Abstract: Low-rank adaptation (LoRA) is one of the most popular task-specific parameter-efficient fine-tuning (PEFT) methods on pre-trained LLMs for its good performance and computational efficiency. LoRA injects a product of two trainable rank decomposition matrices over the top of each frozen pre-trained model module. However, when applied in the setting of privacy-preserving federated learning (FL), LoRA may become unstable due to the following facts: 1) the effects of data heterogeneity and multi-step local updates are non-negligible, 2) additive noise enforced on updating gradients to guarantee differential privacy (DP) can be amplified and 3) the final performance is susceptible to hyper-parameters. A key factor leading to these phenomena is the discordance between jointly optimizing the two low-rank matrices by local clients and separately aggregating them by the central server. Thus, this paper proposes an efficient and effective version of LoRA, Federated Freeze A LoRA (FFA-LoRA), to alleviate these challenges and further halve the communication cost of federated fine-tuning LLMs. The core idea of FFA-LoRA is to fix the randomly initialized non-zero matrices and only fine-tune the zero-initialized matrices.
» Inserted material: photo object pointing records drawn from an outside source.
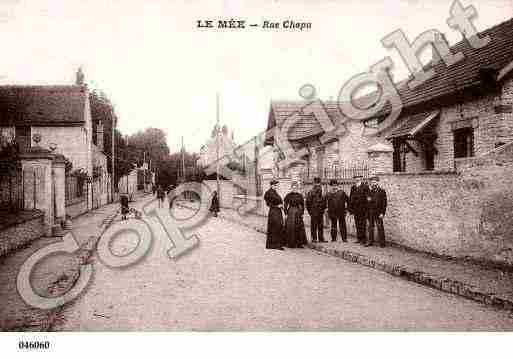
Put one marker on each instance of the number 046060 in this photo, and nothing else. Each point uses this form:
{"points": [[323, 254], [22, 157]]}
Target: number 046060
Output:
{"points": [[36, 345]]}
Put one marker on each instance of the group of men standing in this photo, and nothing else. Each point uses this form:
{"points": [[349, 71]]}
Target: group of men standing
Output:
{"points": [[366, 202]]}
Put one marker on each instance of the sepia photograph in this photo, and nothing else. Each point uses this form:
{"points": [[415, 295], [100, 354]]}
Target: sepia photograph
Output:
{"points": [[286, 170]]}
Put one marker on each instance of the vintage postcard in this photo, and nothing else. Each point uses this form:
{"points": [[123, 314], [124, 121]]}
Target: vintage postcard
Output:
{"points": [[255, 166]]}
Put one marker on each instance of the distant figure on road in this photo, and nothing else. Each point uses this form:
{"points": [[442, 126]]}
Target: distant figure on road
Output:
{"points": [[359, 208], [275, 218], [377, 202], [294, 206], [316, 205], [214, 206], [160, 195], [125, 208], [337, 204]]}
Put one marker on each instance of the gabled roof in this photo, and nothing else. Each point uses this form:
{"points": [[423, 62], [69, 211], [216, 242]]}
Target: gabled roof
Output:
{"points": [[414, 124], [42, 105], [496, 55], [306, 125]]}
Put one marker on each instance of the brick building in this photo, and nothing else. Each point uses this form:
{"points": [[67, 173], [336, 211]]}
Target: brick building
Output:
{"points": [[446, 162], [463, 111]]}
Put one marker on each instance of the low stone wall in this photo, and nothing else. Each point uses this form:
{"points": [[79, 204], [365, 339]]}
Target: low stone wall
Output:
{"points": [[466, 214], [76, 209], [28, 226]]}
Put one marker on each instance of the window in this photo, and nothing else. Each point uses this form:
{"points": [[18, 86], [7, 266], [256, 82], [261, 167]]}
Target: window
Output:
{"points": [[429, 160], [400, 150], [320, 161], [464, 142]]}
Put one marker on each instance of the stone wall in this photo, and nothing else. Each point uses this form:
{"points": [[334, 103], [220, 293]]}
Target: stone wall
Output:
{"points": [[76, 209], [464, 214], [71, 142], [28, 227]]}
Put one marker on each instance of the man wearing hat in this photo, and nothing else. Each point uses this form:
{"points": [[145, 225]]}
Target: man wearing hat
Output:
{"points": [[358, 206], [337, 201], [316, 205], [377, 201]]}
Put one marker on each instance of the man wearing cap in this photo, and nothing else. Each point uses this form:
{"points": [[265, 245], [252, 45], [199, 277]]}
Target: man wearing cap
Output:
{"points": [[358, 207], [377, 201], [316, 205], [337, 201]]}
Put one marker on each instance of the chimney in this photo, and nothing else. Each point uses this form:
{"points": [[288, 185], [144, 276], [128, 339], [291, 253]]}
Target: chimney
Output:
{"points": [[439, 39], [79, 77]]}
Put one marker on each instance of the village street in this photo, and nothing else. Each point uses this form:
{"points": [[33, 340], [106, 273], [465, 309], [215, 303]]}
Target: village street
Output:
{"points": [[231, 282]]}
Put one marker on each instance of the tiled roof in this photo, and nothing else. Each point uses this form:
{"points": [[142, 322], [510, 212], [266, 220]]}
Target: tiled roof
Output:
{"points": [[42, 105], [497, 54]]}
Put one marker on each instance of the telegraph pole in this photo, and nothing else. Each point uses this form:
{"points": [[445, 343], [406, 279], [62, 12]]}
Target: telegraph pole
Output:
{"points": [[113, 157], [217, 146], [183, 161]]}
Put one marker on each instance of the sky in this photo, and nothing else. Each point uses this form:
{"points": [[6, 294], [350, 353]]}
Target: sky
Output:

Compared to LoRA, FFA-LoRA is motivated by practical and theoretical benefits in privacy-preserved FL. Our experiments demonstrate that FFA-LoRA provides more consistent performance with better computational efficiency over vanilla LoRA in various FL tasks.

PDF Abstract

Improving LoRA in Privacy-preserving Federated Learning

The paper "Improving LoRA in Privacy-preserving Federated Learning" addresses several challenges associated with the application of Low-Rank Adaptation (LoRA) in the context of privacy-preserving federated learning (FL). The authors particularly focus on mitigating the instability issues that arise due to data heterogeneity, multi-step local updates, additive noise from differential privacy (DP) enforcement, and hyper-parameter susceptibility in LoRA.

Key Insights

LoRA in Federated Learning Context

LoRA is renowned for its efficacy in parameter-efficient fine-tuning (PEFT) on large pre-trained LLMs, boasting computational efficiency and performance. However, when integrated into federated learning — a decentralized learning paradigm that allows participants to collaboratively train models without sharing raw data — LoRA experiences instability. The paper identifies three primary discordances contributing to the instability: data heterogeneity impacts, amplified noise due to DP, and sensitivity to hyper-parameters.
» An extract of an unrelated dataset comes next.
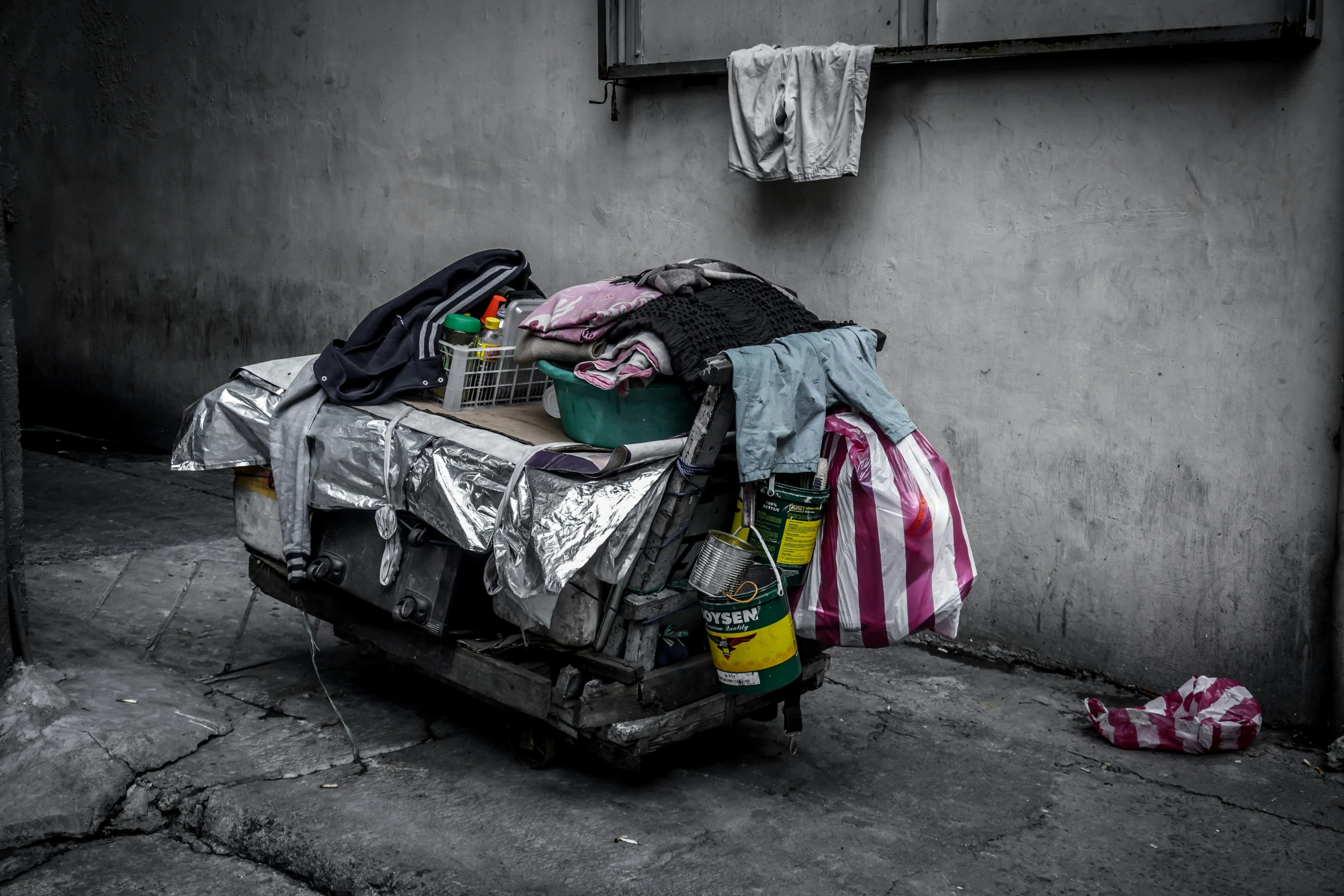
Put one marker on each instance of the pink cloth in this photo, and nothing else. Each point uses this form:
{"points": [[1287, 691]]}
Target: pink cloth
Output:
{"points": [[1200, 716], [578, 333], [588, 306], [636, 358]]}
Federated Freeze A LoRA (FFALORA)

To address these challenges, the authors propose Federated Freeze A LoRA (FFALORA). The novel approach involves fixing the randomly initialized matrices and fine-tuning only the zero-initialized matrices, significantly halving the communication cost of federated fine-tuning. FFALORA ensures the alignment of client-side local updates with server-side aggregation, reducing the undesirable noise amplification from DP and removing the dependence on the scaling factor $\alpha$ critical for convergence in vanilla LoRA.

Experimental Evaluation

In extensive experiments involving LLMs like RoBERTa-Large on the GLUE benchmark and LLaMA on the GSM-8K dataset, FFALORA consistently demonstrated superior performance over traditional LoRA, proving particularly advantageous in environments with strong data heterogeneity and under differential privacy constraints. Specifically, FFALORA achieved an accuracy of 17.12% on GSM-8K, surpassing LoRA's 15.68%. Across various tasks, FFALORA provided more stable results with reduced variance, especially in tasks with more complex data distributions.

Theoretical Implications

The paper dives into the theoretical benefits of FFALORA, arguing that fixing part of the matrices aligns better with Lipschitz smoothness requirements for gradient descent optimization. This alignment results in better convergence properties, especially under noisy gradient settings typical in DP environments.

Future Directions

The paper speculates on potential avenues for future work, including exploring alternative initialization methods for matrices, further reducing trainable parameter requirements, and investigating connections between FFALORA and random kernel methods due to its pseudo-linear nature.

Conclusion

The paper successfully offers a solution to improve LoRA's functionality in privacy-preserving federated learning settings, demonstrating practical enhancements in computational and communication efficiency while ensuring robust performance under challenging conditions.

These contributions not only advance the application of LoRA in federated learning frameworks but also lay the groundwork for further research in PEFT methods and their integration with decentralized learning paradigms.